The Future of Overseas NGOs in China
Wednesday, October 13, 2021
9:00 AM - 10:30 AM (Eastern Daylight Time)
Register for this event
About the event
In 2016 China passed a law tightly restricting the activities of non-profit organizations from “overseas” jurisdictions, including Hong Kong, Macao, and Taiwan. NGOs, foundations, think tanks, and many universities, museums, and even industry associations suddenly faced a new regime of reporting obligations and surveillance. It is now almost five years since the law took effect. Law Professor Mark Sidel of the University of Wisconsin-Madison and Jessica Batke, editor at the China NGO Project, will talk with USALI Executive Director Katherine Wilhelm about what five years of a heavily securitized regulatory regime has meant for overseas nonprofits in China, how the regime is adapting and expanding, and prospects for the future. Check Mark Sidel’s slides, and Jessica Batke’s slides.
About the speakers
Mark Sidel is the Doyle-Bascom professor of law and public affairs at the University of Wisconsin-Madison and a consultant (Asia) to the International Center for Not-for-Profit Law (ICNL). He served with the Ford Foundation in Beijing, Hanoi, Bangkok, and New Delhi and has advised and written about China’s Overseas NGO Law since it was introduced in the legislature in 2015. He is also doing comparative research about controls on foreign non-profit funding and activities in India, Vietnam, Hong Kong, and elsewhere in the region.
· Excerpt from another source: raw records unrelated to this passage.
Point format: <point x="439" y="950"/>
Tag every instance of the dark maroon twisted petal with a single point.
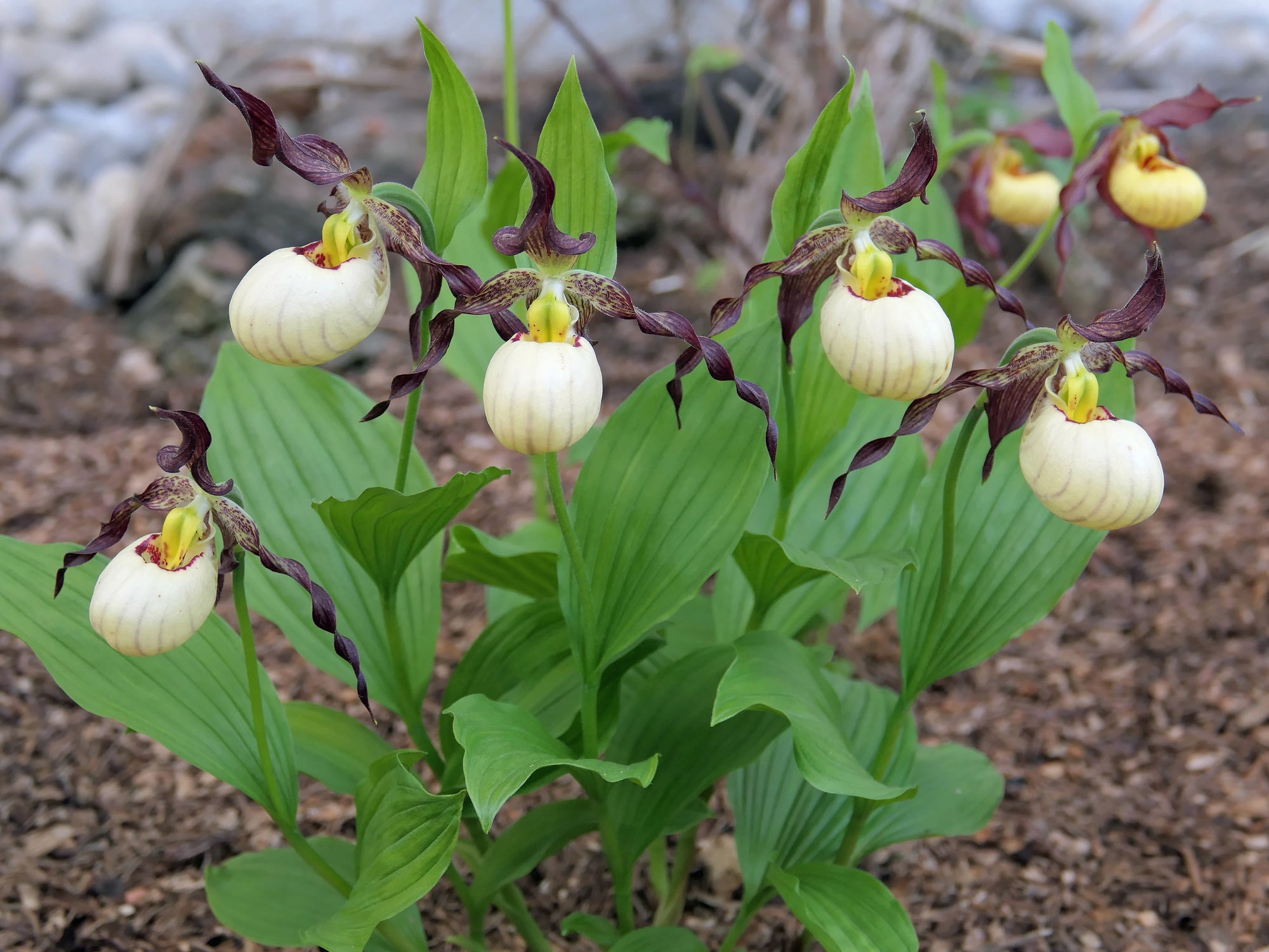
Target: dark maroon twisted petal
<point x="1138" y="361"/>
<point x="195" y="441"/>
<point x="539" y="235"/>
<point x="239" y="528"/>
<point x="166" y="493"/>
<point x="917" y="174"/>
<point x="607" y="296"/>
<point x="1200" y="106"/>
<point x="314" y="158"/>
Jessica Batke is a ChinaFile senior editor and runs the China NGO Project, a community-driven online platform focused on NGOs working in China. She researches China’s domestic political and social affairs, and served as the State Department’s Bureau of Intelligence and Research Analyst for nearly eight years prior to joining ChinaFile. In 2016, she was a visiting academic fellow at MERICS in Berlin. She holds a B.A. in Linguistics from Pitzer College and an M.A. in East Asian Studies from Stanford University.